Who knew? My cell phone goes catatonic if I don’t talk to it enough. Needless to say, my transition to a required 4g upgrade hasn’t gone smoothly. I’ve yet to figure out how to receive and delete messages. The information, I’m told, is somewhere on the internet, but I don’t have the time to look for it or plow through a web manual to find the right section. I need a grandchild to show me how to delete.
In 1802, during the first Industrial Revolution, William Wordsworth wrote a sonnet entitled, The World is Too Much With Us. You can say that again, Bill! After brushing my teeth each day, I spend the initial morning hours discovering what changes technology has wrought overnight. Controlling my several social media pages is like driving wild horses into a barn.
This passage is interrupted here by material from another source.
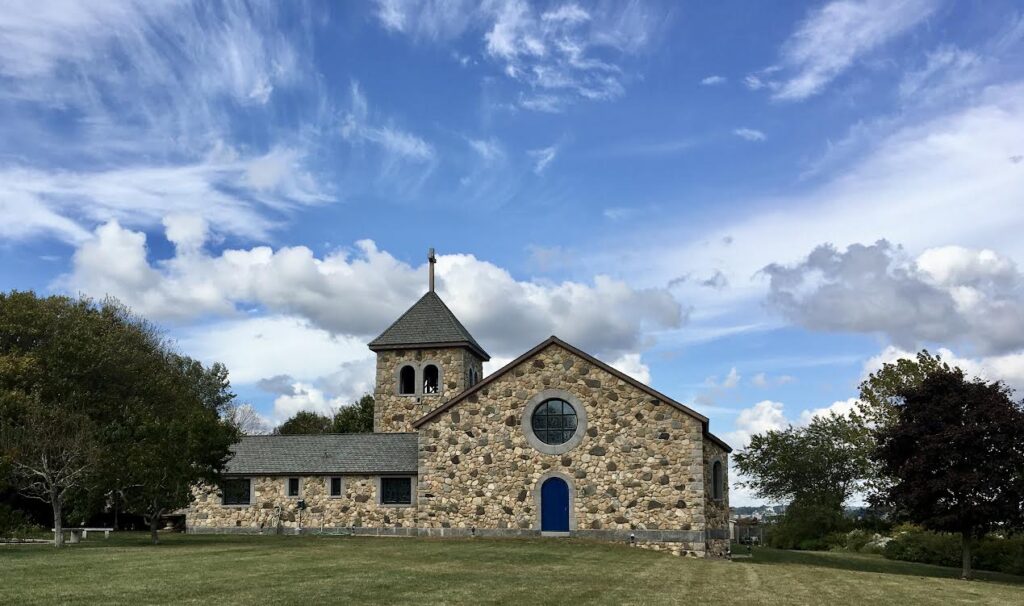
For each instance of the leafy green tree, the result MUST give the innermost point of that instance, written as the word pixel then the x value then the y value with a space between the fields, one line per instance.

I was born before television, so the young will have to take my word for it: life was simpler in the good old days. Note, I didn’t say it was more convenient. Nonetheless, living a primitive life was less nerve-wracking. Consider. If the wheel hadn’t been invented, we wouldn’t be hunkering down in fear of a nuclear war.
I admit algorithms provide some benefits. With them, I’ve been growing my vocabulary. Yesterday, I stumbled across the word “incunabulum.” Growing up, if the definition for a word didn’t appear in my pocket dictionary, I’d call a reference librarian. Today, I google it and discover both the meaning and pronunciation in a flash.
Now that technology teaches itself, knowledge grows exponentially. The human brain, clever as it is, has limits. To keep up, humans have to compartmentalize mountains of data. We need specialists for almost everything. When I was a kid, I went to the family doctor for earaches and broken bones. Today, I’d visit an otolaryngologist for ear problems. Broken bones require two specialists, a radiologist, and an orthopedist.
To soothsayers who puzzle the future of our divided county, I say look first at technology. Note the divide between youth and age. I don’t blame technology for youngsters with purple hair, or tattoos that make them look like pages from a comic book. Each new generation wants to distinguish itself from the past, and I’m glad they do. Otherwise, women might still be trusted up in corsets.
Nevertheless, unlike the young, I have no need for speed and instant gratification. Fast cars, planes, trains, or warp drive on the internet mean nothing to a woman who likes to sit in a comfy chair to read. If I had my druthers, I’d like to see life slow down.
The homage advertisers pay to the young because of their spendable income is a misleading social marker. Those unlined faces we see on Instagram don’t represent the dominant demographic. Most adults can’t be convinced that a new pair of pants with rips and tears are either stylish or functional.
The United States is an aging population. No matter what the young think, grey hair isn’t the consequence of having been careless. Age happens. That fact probably came as a surprise to hot shots like Mark Zuckerberg, (38), Elan Musk (51), Jeff Bezos (58), and Bill Gates (66).
Like it or not, those former hipsters have reached seniority. Now that they have, they should turn their talents to creating computers and smart phones someone my age can understand. Surely they’ve grown wised enough to know that staying in touch with the world is a concern to old and young alike.